My primary focus is on Whitmore's character, Brooks Hatlen. An inmate who was sentenced to life in Shawshank in 1912. During his stay something strange happened to Brooks, he got used to his life of doing time. I dare to say that after so long, it didn't feel like he was doing time anymore. The place that was meant to punish him eventually began to feel like home. There, regardless of why he was convicted, he became somebody within the prison community. He felt respected like the neighborhood parson; appreciated like the grocer who lets you slide with a buck or two; the barber who gives you that fresh cut on the house from time to time; or that nice old man who always has a kind word to say who people in the community all liked. He made friends in what is highly considered to be the most unfriendliest of places. He was home.

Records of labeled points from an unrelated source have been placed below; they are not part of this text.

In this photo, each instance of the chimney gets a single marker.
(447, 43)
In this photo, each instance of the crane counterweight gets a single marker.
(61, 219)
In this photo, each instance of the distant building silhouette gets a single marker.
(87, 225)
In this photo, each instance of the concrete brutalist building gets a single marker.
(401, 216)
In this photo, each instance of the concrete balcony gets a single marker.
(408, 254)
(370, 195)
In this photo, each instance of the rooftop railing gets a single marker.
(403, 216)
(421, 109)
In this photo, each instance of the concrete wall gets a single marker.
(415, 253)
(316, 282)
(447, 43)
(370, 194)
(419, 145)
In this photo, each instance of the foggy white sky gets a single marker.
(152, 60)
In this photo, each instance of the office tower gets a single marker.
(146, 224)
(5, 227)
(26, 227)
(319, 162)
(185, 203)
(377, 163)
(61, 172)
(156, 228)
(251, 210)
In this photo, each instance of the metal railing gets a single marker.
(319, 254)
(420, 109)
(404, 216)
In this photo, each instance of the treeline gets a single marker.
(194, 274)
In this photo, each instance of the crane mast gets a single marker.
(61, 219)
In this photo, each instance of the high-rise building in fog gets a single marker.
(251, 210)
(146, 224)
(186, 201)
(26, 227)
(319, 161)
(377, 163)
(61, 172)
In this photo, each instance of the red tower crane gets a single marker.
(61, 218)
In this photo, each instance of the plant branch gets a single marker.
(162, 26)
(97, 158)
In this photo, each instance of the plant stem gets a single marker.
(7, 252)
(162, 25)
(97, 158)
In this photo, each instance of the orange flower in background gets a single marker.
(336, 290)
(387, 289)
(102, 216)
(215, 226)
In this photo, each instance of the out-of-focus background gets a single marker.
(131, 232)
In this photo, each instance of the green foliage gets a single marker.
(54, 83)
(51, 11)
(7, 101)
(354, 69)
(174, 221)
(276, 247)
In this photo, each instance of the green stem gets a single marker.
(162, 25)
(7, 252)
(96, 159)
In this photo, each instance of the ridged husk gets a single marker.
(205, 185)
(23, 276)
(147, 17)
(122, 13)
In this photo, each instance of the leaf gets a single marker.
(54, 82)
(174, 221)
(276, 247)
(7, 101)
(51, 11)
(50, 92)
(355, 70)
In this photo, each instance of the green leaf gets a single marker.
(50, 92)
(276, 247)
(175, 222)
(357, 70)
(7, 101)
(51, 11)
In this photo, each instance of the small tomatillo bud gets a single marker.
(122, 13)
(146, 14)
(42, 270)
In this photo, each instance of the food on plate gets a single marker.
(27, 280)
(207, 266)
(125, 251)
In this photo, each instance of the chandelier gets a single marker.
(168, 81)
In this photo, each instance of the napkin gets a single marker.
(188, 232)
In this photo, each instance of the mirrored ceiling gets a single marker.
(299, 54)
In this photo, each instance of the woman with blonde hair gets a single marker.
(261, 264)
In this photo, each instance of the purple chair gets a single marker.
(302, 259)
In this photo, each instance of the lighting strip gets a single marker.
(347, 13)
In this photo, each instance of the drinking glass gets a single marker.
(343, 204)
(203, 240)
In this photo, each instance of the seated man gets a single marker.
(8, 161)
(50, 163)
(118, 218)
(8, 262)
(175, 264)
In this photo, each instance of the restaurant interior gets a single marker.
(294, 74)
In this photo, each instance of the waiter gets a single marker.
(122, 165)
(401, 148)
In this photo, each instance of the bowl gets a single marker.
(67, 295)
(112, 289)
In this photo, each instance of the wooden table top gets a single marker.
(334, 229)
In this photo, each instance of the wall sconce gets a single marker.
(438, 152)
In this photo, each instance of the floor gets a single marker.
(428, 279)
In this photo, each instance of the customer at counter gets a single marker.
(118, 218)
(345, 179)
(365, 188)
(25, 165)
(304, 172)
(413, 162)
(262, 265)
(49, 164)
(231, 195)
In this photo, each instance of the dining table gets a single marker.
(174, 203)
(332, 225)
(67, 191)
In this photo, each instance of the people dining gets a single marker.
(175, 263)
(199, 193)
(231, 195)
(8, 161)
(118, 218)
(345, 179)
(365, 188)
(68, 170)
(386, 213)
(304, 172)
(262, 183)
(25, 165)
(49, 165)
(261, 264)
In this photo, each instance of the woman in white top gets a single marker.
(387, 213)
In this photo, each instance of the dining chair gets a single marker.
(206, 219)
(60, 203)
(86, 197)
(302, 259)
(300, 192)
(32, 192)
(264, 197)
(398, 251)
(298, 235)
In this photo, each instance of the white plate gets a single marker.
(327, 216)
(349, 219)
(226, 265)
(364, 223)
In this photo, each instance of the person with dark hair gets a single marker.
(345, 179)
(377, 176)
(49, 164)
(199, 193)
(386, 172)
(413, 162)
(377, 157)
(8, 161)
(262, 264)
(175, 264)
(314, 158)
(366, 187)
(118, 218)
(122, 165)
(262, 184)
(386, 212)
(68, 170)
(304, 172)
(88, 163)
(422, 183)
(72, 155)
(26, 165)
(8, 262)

I titled this article 'Caged Freedom' for this reason right here. During the library scene in the movie, Brooks was informed that after fifty years of incarceration, he was finally being paroled. The news did not set well with Brooks. You see, to him, he was being evicted, kicked out of his home. A place where he had grown old and learned to live with his surroundings. He had accepted his fate, making the hell of living in a 5x8 cell for the remainder of his days a heaven he didn't want to part with. It became his castle and he was king. Now they're telling him he has to go. This had a profound reverse psychological effect. Consider this; when he was sent to prison I'm positive he didn't want to go. Who would? I'm sure he would've loved to have gone home to his family. But he was removed from that reality and placed inside another; one he grew accustomed to. Now, fifty years later, he's old and arthritic, a mere shell of his former self, again he is being sent somewhere he doesn't want to go. A place called freedom; something he no longer recognizes and knows nothing about. He was so determined to stay that he was willing to kill his friend to ensure that his life behind bars would continue until his death.

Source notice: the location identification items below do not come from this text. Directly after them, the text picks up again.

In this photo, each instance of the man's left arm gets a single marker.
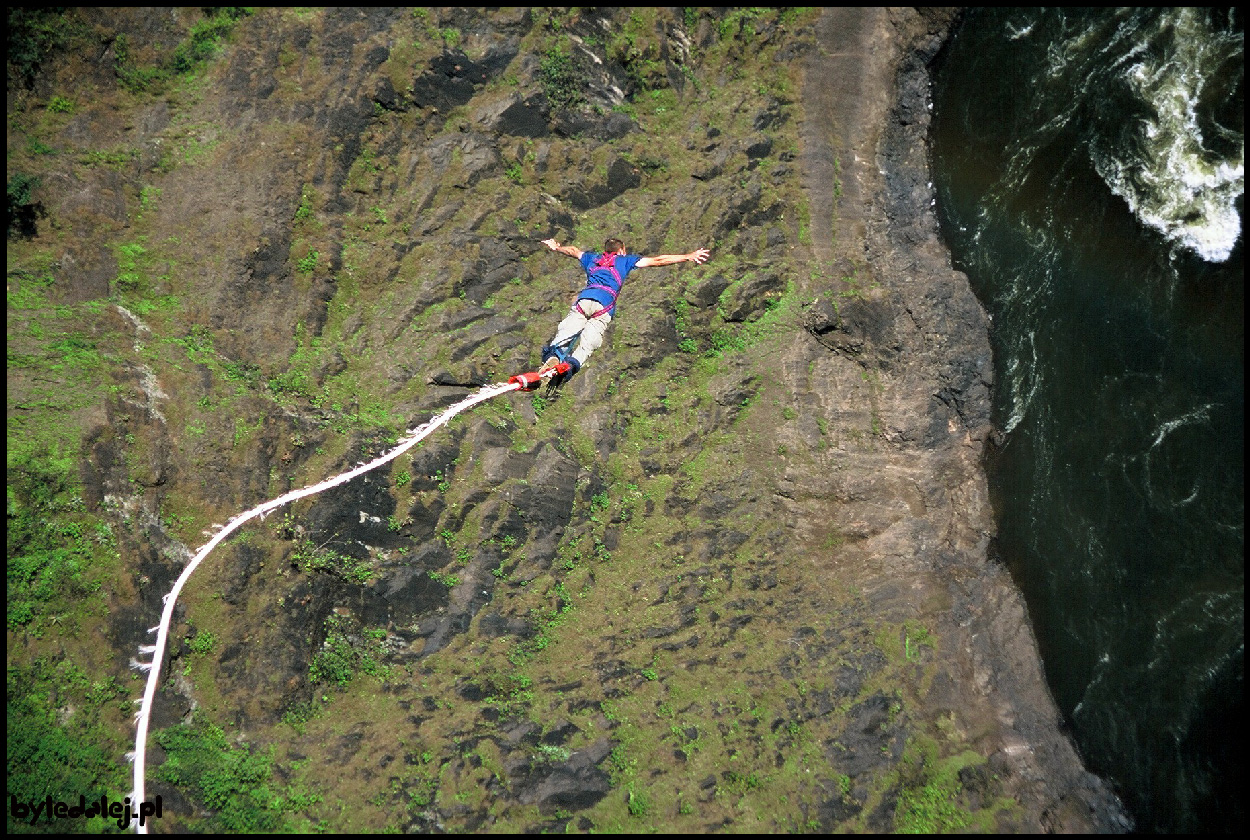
(696, 256)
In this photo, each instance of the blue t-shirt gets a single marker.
(601, 284)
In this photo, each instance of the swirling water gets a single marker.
(1089, 168)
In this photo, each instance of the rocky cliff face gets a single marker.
(733, 578)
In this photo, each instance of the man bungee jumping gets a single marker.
(581, 331)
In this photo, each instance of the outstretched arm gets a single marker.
(696, 256)
(563, 249)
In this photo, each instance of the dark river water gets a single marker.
(1089, 168)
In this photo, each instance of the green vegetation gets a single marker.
(20, 210)
(201, 44)
(344, 654)
(234, 783)
(64, 733)
(561, 83)
(645, 601)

For some people freedom is a scary place. For some people, bondage is comfortable because they've been there so long. So when the cell door opens and you're free to go you fight to stay because complacency has run its course giving familiarity all power over anything that contradicts your present reality. How many of you have served your time (figuratively speaking) and when the circumstances released you, you refused to go?  How many of you have made yourselves comfortable in uncomfortable situations? How many of you have ignored opportunities to get free, making excuses to yourselves that seemingly justifies why you stay in the cage? I know people today who are experiencing caged freedom. Like Brooks Hatlen, the cell door has long been opened and they are free to go; but they choose to stay. They choose to stay in that abusive relationship, whatever that looks like, be it domestic or otherwise, or in that undesirable place they've grown attached to because where they are is no longer fearful; it is where they might being going that scares the hell out of them. So they put forth little to no effort of walking out of their cell.

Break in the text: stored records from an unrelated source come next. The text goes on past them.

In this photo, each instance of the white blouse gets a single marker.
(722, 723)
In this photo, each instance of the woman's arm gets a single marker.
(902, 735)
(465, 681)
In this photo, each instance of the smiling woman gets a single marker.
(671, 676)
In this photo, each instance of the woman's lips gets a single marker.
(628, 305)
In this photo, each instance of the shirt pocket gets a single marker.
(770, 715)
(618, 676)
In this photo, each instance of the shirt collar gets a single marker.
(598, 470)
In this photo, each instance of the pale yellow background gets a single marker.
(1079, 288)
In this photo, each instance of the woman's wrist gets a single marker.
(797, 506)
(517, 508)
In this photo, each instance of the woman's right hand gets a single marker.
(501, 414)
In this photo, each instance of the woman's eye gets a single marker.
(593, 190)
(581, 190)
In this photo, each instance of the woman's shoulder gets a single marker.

The prison of the mind, like Alcatraz, is almost inescapable. I don't know if anyone has ever escaped from Alcatraz, but I do know that some people never escape the prison of their mind. For Brooks Hatlen, he was released into a world he knew nothing about. The world to him was not a place he knew as freedom, Shawshank was. Instead of trying to become reacclimated back into society, he decided to go to the only place where he would be truly free -- he hung himself. You see, although he was no longer behind bars physically, his mind was still incarcerated. And the only way to be free was to be no more. Pay attention to your present situation; is there a cell door open that you need to walk out of? And if so, give yourself the chance to get it right by taking advantage of your new opportunity. For the only people who will stop by your cage to pay you a visit are those who are locked up with you, both literally and figuratively -- those who have become a part of the institution. And for those who have been institutionalized longer than you've been alive, leave them alone, for where they are now is all they know.